Il tema di questa sua nuova fatica è la follia, indagata non in senso clinico ma come presenza ineluttabile nella vita di ognuno di noi. Di armonia risuona e di follia infatti si riferisce proprio alla nostra vita che quando è colpita inevitabilmente dal dolore e dalla sofferenza diviene follia. Tale follia non è destinata a divenire patologica ma  può squarciare il velo della cosiddetta “normalità” e preludere addirittura alla creazione artistica. Il tentativo dell’autore è “di cogliere le radici umane della follia, che rifiuta le razionalizzazioni spietate per cui solo la cruda calcolante ragione cartesiana può confrontarsi con il senso della vita e tiene invece conto della crepuscolare legge pascaliana che allude alla presenza del dolore come una fatale compagna del nostro cammino”. La follia dunque come esperienza ineliminabile della vita, che comunque in tempi quali i nostri si cerca di normalizzare più rapidamente possibile.

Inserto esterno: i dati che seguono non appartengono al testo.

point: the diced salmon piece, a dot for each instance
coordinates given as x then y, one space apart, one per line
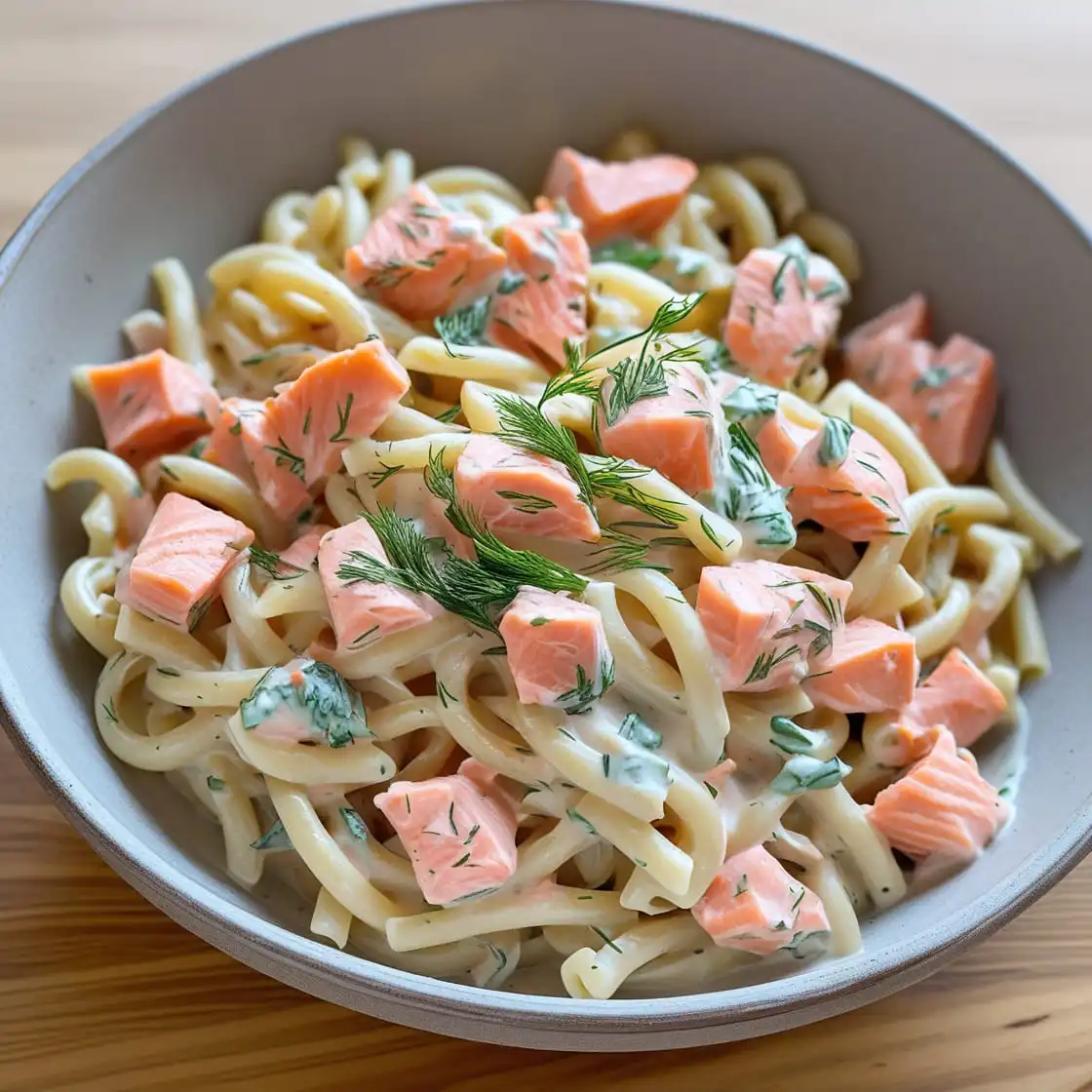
947 396
755 906
303 551
677 434
960 697
542 301
770 625
942 807
557 649
276 465
872 667
151 406
612 199
840 476
785 309
178 566
521 492
950 404
225 446
298 439
864 347
341 399
421 260
956 696
363 611
460 835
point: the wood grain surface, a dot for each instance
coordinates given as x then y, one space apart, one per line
100 992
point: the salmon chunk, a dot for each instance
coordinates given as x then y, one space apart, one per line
864 349
363 611
785 309
677 434
542 300
755 906
305 702
948 396
225 446
299 438
520 492
840 476
151 406
942 807
957 696
421 260
557 649
458 834
950 404
872 667
770 625
614 199
180 562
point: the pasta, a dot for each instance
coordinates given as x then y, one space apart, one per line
511 566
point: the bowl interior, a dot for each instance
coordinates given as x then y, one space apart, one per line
933 207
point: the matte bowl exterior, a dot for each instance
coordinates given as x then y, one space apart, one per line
934 206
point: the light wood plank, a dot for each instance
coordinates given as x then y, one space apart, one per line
100 992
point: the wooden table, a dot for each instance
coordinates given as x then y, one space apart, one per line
99 991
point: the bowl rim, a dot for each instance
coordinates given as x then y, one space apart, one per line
276 950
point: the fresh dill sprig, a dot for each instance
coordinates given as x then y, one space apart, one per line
424 566
464 327
498 561
612 479
526 427
633 380
749 496
273 565
634 253
835 443
618 552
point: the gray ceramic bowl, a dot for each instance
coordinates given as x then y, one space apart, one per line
935 207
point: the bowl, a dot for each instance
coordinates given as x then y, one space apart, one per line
935 206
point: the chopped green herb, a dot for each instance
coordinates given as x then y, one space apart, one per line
629 253
316 696
606 939
931 379
835 444
343 415
289 458
275 838
635 728
802 773
273 565
790 737
464 327
575 817
378 478
354 824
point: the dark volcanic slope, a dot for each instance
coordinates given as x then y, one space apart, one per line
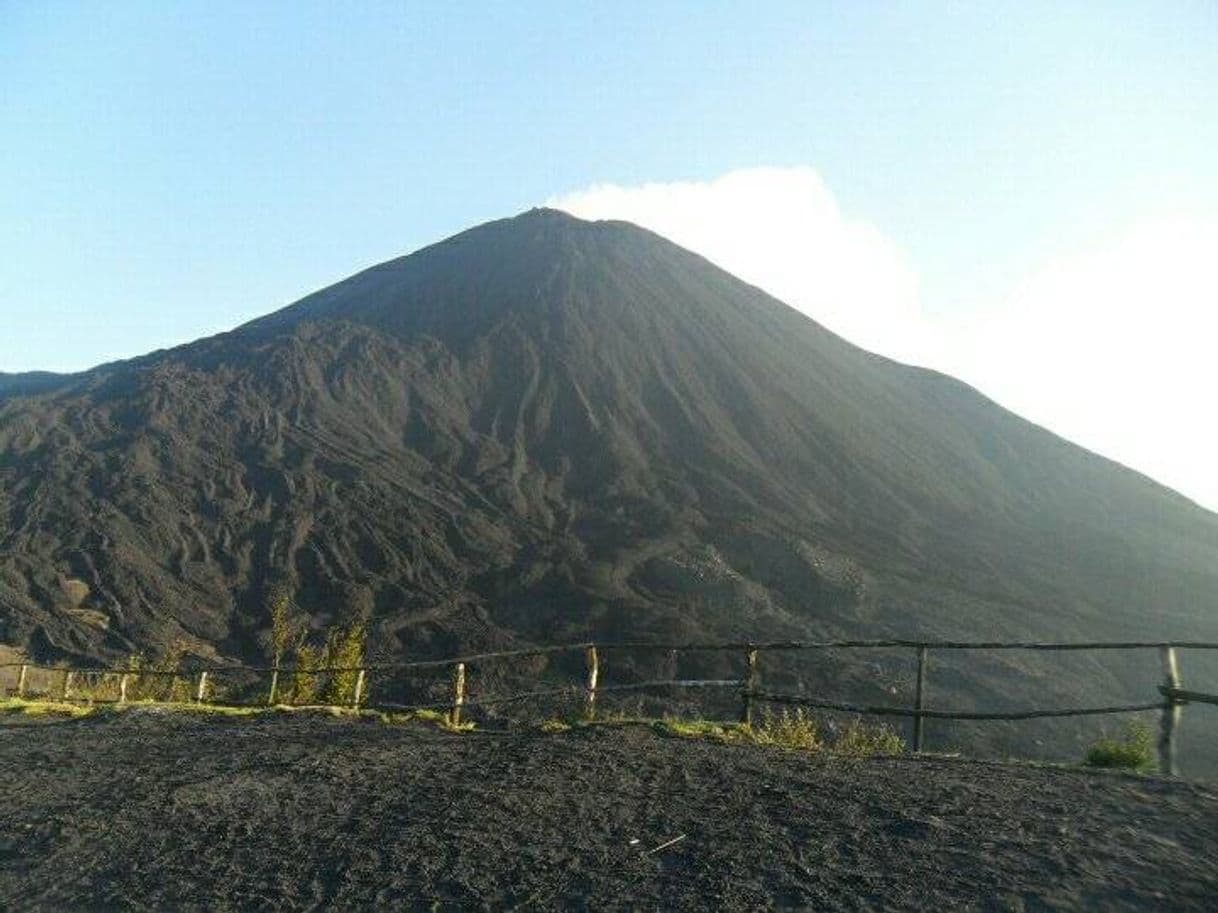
146 812
545 429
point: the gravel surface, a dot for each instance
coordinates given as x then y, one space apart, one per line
150 811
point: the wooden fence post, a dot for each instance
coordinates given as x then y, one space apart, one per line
750 683
590 707
458 693
1171 717
918 690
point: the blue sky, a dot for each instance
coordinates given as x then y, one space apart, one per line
172 169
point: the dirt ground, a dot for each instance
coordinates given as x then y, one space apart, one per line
149 811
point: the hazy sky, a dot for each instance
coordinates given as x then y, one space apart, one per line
1024 195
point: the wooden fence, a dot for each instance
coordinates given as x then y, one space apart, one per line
1172 696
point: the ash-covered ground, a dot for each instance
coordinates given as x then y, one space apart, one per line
149 811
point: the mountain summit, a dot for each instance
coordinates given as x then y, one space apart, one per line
546 429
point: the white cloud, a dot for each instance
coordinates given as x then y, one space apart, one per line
782 230
1111 346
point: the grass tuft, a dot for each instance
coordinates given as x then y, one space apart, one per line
1130 751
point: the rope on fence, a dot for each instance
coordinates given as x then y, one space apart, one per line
771 698
774 645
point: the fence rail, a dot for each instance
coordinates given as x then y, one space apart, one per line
1171 701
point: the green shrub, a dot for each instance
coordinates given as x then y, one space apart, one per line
861 739
789 729
1132 751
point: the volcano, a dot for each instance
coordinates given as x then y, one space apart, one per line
545 430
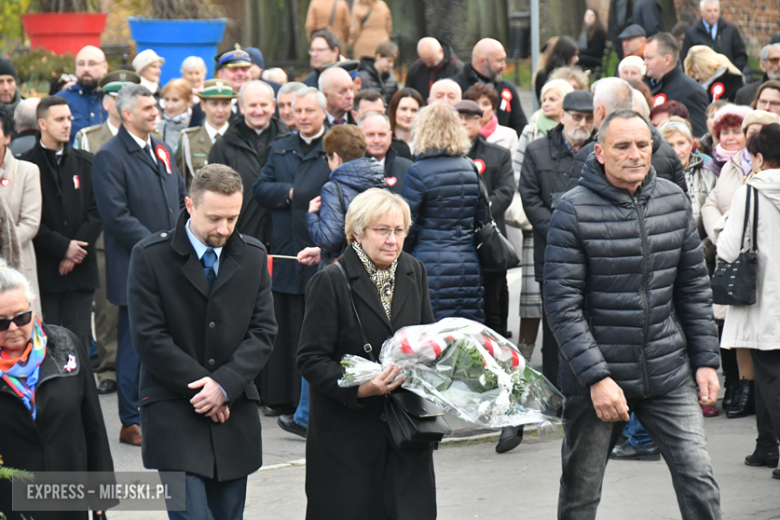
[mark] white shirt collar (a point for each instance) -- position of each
(201, 248)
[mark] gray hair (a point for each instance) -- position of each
(765, 51)
(620, 114)
(24, 114)
(11, 279)
(191, 62)
(373, 113)
(319, 96)
(613, 94)
(292, 87)
(256, 83)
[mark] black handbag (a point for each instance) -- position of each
(496, 254)
(414, 421)
(735, 283)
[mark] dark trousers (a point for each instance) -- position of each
(72, 310)
(280, 381)
(127, 371)
(767, 381)
(209, 499)
(674, 422)
(549, 348)
(496, 301)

Una parte importante del libro è dedicata all’influenza che la follia così interpretata svolge “sulla immaginazione creatrice di persone geniali”, l’autore si concentra infatti sulla “dimensione creativa della sofferenza psichica” e sulla possibile connessione dell’esperienza artistica con questo tipo di stato d’animo. Dall’altra parte Borgna afferma: “Le opere d’arte aiutano la psichiatria a conoscere meglio gli sconfinati orizzonti delle emozioni, e delle loro forme di espressione, che nei volti e nei gesti, nei paesaggi dell’anima, si condensano, e si fondono, in arcobaleni impensabili ai linguaggi e ai modi di guardare della psichiatria clinica. Ogni radicale creazione artistica si fa mediatrice, e generatrice, di risonanze emozionali che la vita di ogni giorno tende a rimuovere, e che dilatano vertiginosamente i confini della nostra anima. Ci immergiamo così in relazioni palpitanti di vita con quelle che sono state le emozioni, e l’immaginazione, degli autori delle opere d’arte; partecipando del loro dolore e della loro tristezza, della loro angoscia e della loro inquietudine, della loro gioia e della loro speranza”.

Dunque la scintilla della follia, come risultante del dolore che è inevitabilmente presente accanto a noi, fa parte del nostro essere e come avverte l’autore: “Solo se si seguono sentieri diversi da quelli abituali è possibile guardare alla follia con occhi rinnovati dalla esperienza mai finita del dolore, dalle letture dei testi non solo psicopatologici ma poetici e filosofici, dalle intuizioni improvvisamente riemergenti della vita dal mettere fra parentesi ideologie, e tradizionali modi di pensare”.